Paradigm Raises $1.2 Billion in Shift From Crypto to AI

Paradigm just closed $1.2 billion for its fourth fund, and the money isn't going where it used to. The crypto-native venture firm — which built its reputation betting on digital asset protocols — is now pivoting hard into artificial intelligence and robotics.

Paradigm Raises $1.2 Billion in Shift From Crypto to AI

The Numbers Tell the Rotation Story

Bitcoin is down nearly 30% year-to-date. AI captured 70% of global startup venture funding in Q2 2026. Draw your own conclusions about where institutional allocators are placing their chips. Paradigm did.

The $1.2 billion raise is substantial by any measure, but the fund thesis shift is the real signal. Managing partner Alana Palmedo framed it in Bloomberg's reporting as portfolio evolution, not abandonment — crypto remains "a really exciting" frontier. But capital follows conviction, and conviction follows returns. The firm has already deployed from the new fund into Zipline International, an autonomous drone delivery company valued at $7.6 billion in January, and True Anomaly, a space defense play valued at $2.2 billion in April. Neither has much to do with on-chain settlement layers.
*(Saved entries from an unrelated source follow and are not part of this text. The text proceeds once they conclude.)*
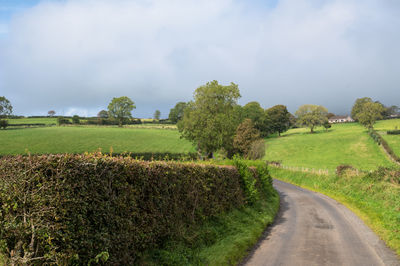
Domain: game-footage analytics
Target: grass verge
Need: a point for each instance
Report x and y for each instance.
(222, 240)
(377, 203)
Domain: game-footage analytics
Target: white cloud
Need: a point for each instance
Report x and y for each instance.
(83, 53)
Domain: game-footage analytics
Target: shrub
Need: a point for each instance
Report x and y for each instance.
(63, 121)
(393, 132)
(248, 179)
(3, 124)
(79, 209)
(388, 174)
(257, 150)
(381, 141)
(246, 134)
(343, 168)
(75, 119)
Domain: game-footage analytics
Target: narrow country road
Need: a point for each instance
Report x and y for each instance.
(313, 229)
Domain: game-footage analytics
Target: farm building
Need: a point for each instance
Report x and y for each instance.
(340, 119)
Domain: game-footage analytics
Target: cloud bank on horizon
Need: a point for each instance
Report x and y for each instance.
(74, 56)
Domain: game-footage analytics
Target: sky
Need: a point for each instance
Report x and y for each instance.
(74, 56)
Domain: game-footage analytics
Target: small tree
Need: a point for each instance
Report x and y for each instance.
(3, 124)
(259, 116)
(330, 115)
(102, 114)
(120, 109)
(310, 115)
(327, 125)
(246, 134)
(176, 113)
(75, 119)
(210, 120)
(5, 106)
(279, 118)
(157, 115)
(257, 150)
(369, 113)
(5, 109)
(357, 107)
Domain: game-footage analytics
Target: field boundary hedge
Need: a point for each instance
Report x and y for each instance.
(79, 209)
(381, 141)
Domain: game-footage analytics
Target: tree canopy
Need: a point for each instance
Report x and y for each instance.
(121, 108)
(102, 114)
(257, 114)
(369, 113)
(357, 107)
(5, 106)
(311, 115)
(279, 118)
(157, 115)
(176, 113)
(210, 120)
(246, 134)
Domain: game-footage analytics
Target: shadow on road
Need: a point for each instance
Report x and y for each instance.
(279, 219)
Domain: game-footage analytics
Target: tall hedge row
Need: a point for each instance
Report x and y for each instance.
(80, 209)
(381, 141)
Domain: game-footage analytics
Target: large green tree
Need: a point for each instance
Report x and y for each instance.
(369, 113)
(121, 109)
(357, 107)
(258, 115)
(210, 120)
(245, 135)
(176, 113)
(157, 115)
(311, 115)
(279, 118)
(5, 106)
(5, 109)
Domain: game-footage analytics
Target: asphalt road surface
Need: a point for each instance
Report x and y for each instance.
(313, 229)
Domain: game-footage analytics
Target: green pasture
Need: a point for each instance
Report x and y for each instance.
(342, 144)
(376, 202)
(79, 139)
(383, 126)
(47, 121)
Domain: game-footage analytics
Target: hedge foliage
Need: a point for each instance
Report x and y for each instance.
(393, 132)
(381, 141)
(83, 209)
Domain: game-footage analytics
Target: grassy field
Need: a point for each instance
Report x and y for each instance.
(81, 139)
(46, 121)
(222, 240)
(342, 144)
(374, 201)
(393, 140)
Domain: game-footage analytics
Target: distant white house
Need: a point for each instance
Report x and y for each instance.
(340, 119)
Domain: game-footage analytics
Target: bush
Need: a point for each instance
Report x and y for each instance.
(388, 174)
(75, 119)
(343, 168)
(248, 180)
(3, 124)
(393, 132)
(76, 209)
(257, 150)
(246, 134)
(381, 141)
(63, 121)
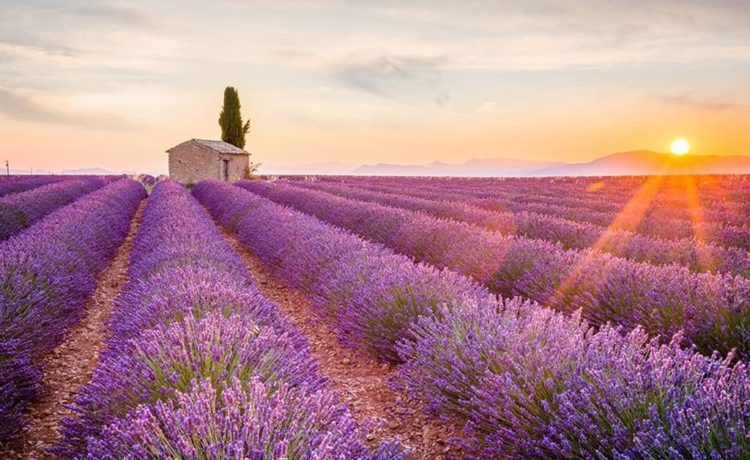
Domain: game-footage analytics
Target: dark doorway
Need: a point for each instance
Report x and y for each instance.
(225, 169)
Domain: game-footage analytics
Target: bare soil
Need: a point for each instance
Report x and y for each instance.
(360, 379)
(71, 365)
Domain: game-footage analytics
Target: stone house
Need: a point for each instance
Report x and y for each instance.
(199, 159)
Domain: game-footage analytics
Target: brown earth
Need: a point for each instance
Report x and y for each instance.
(360, 380)
(71, 365)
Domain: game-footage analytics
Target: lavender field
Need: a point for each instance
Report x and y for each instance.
(357, 317)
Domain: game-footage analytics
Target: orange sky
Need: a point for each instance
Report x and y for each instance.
(114, 85)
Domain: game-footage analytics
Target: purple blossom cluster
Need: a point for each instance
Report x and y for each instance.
(16, 184)
(372, 294)
(20, 210)
(722, 198)
(697, 256)
(558, 197)
(199, 364)
(528, 381)
(712, 310)
(46, 273)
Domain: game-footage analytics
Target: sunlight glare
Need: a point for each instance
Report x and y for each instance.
(680, 146)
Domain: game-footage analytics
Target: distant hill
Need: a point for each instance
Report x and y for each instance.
(489, 167)
(647, 162)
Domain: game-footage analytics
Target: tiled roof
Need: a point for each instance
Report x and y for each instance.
(218, 146)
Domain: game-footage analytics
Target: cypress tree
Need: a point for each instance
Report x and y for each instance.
(230, 119)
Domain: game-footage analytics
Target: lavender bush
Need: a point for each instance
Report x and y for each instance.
(20, 210)
(244, 421)
(199, 364)
(372, 293)
(46, 273)
(528, 381)
(698, 256)
(17, 184)
(713, 310)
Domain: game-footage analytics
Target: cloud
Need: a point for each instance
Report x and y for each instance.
(486, 107)
(692, 102)
(407, 79)
(21, 107)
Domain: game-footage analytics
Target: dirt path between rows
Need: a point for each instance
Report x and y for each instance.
(71, 364)
(359, 379)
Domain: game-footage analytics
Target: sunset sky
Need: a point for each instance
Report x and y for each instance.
(116, 84)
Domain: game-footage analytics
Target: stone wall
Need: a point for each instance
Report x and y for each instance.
(192, 163)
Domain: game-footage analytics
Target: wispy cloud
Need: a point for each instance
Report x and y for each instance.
(707, 104)
(22, 107)
(406, 79)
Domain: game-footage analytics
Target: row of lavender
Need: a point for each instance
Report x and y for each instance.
(46, 273)
(199, 364)
(722, 198)
(687, 252)
(631, 217)
(712, 310)
(20, 210)
(528, 382)
(16, 184)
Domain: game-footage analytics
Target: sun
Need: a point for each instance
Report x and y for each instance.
(680, 146)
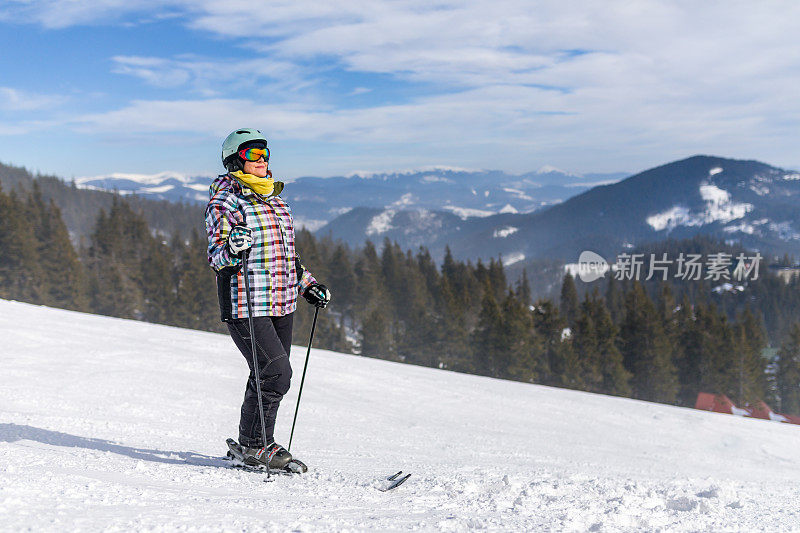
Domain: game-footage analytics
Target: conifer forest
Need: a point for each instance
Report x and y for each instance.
(659, 341)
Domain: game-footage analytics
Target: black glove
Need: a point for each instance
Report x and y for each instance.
(240, 239)
(317, 294)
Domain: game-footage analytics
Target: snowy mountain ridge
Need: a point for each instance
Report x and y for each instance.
(89, 447)
(732, 200)
(316, 201)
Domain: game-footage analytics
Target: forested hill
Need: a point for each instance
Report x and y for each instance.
(81, 207)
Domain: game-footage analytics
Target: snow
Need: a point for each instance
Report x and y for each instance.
(466, 212)
(719, 207)
(670, 219)
(504, 232)
(742, 227)
(514, 257)
(109, 424)
(381, 223)
(406, 200)
(433, 178)
(310, 224)
(144, 179)
(157, 190)
(784, 230)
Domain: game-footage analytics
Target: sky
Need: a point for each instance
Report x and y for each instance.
(145, 86)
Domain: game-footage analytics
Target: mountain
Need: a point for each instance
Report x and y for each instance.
(749, 202)
(316, 201)
(88, 447)
(80, 207)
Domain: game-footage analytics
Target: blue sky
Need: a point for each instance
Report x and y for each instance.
(139, 86)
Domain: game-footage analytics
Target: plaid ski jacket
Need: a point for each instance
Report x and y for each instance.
(276, 275)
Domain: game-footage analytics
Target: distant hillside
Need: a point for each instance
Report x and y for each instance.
(740, 201)
(316, 201)
(80, 207)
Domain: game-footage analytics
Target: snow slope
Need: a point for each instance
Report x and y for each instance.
(108, 424)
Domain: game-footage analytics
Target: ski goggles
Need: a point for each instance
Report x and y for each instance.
(254, 154)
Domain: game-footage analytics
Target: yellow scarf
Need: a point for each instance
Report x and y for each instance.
(263, 186)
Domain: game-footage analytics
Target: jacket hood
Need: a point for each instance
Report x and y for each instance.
(226, 181)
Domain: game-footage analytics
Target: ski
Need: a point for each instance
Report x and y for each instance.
(394, 481)
(237, 459)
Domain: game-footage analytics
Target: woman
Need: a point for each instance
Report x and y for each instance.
(247, 220)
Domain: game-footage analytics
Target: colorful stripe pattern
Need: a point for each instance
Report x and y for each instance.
(274, 286)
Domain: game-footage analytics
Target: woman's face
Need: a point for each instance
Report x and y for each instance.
(256, 168)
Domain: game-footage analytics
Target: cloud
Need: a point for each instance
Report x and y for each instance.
(553, 80)
(213, 77)
(16, 100)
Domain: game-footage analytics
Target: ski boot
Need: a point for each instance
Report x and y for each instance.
(277, 455)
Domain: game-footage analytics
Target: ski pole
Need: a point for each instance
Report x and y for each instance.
(253, 350)
(305, 366)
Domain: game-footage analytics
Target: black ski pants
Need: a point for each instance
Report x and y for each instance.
(273, 343)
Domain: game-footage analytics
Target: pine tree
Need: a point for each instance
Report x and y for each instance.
(20, 273)
(615, 379)
(569, 300)
(646, 350)
(64, 279)
(751, 366)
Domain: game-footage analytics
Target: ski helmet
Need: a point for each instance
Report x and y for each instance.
(239, 140)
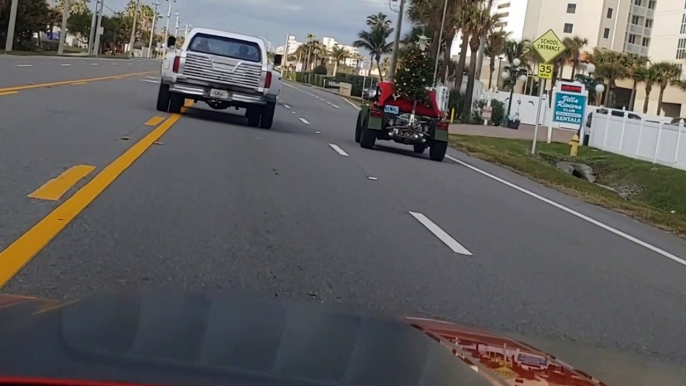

More Than a Check-Writing Machine

Paradigm isn't just reallocating LP capital — it's building infrastructure. The firm debuted an AI agent evaluation tool alongside OpenAI earlier this year. Managing partner Matt Huang is personally leading Tempo, a payments blockchain developed in partnership with Stripe. There's also a prediction markets platform in the pipeline, slated to spin out as an independent company, built on top of existing venues like Kalshi rather than competing with them.

This is a firm positioning itself as a platform, not merely a fund. That carries its own risk profile: operational complexity, talent dilution, and the classic tension between being a good investor and a mediocre company builder.

Where the Smart Money Thinks It's Going

The macro context matters. One data point buried in the reporting: 40 cents of every venture dollar invested in crypto companies in 2025 went to startups building products that merge AI and crypto. A year earlier, that figure was 18 cents. The convergence thesis is winning inside the very ecosystem Paradigm helped fund.

Huang's framing — that AI "really changes everything if you're a founder operating a company or an investor thinking about the future" — reads as sincere. It also reads as a pitch to the next batch of LPs. When a fund raises $1.2 billion on the back of a pivot narrative, the clock starts ticking on deployment velocity and DPI. Paradigm now has to prove that the same instinct that caught the crypto wave in 2021 can catch the AI cycle in 2026 — at significantly higher entry valuations, with capital costs no longer at zero, and with public markets far less forgiving of unprofitable growth stories. The fund is raised. Now comes the hard part.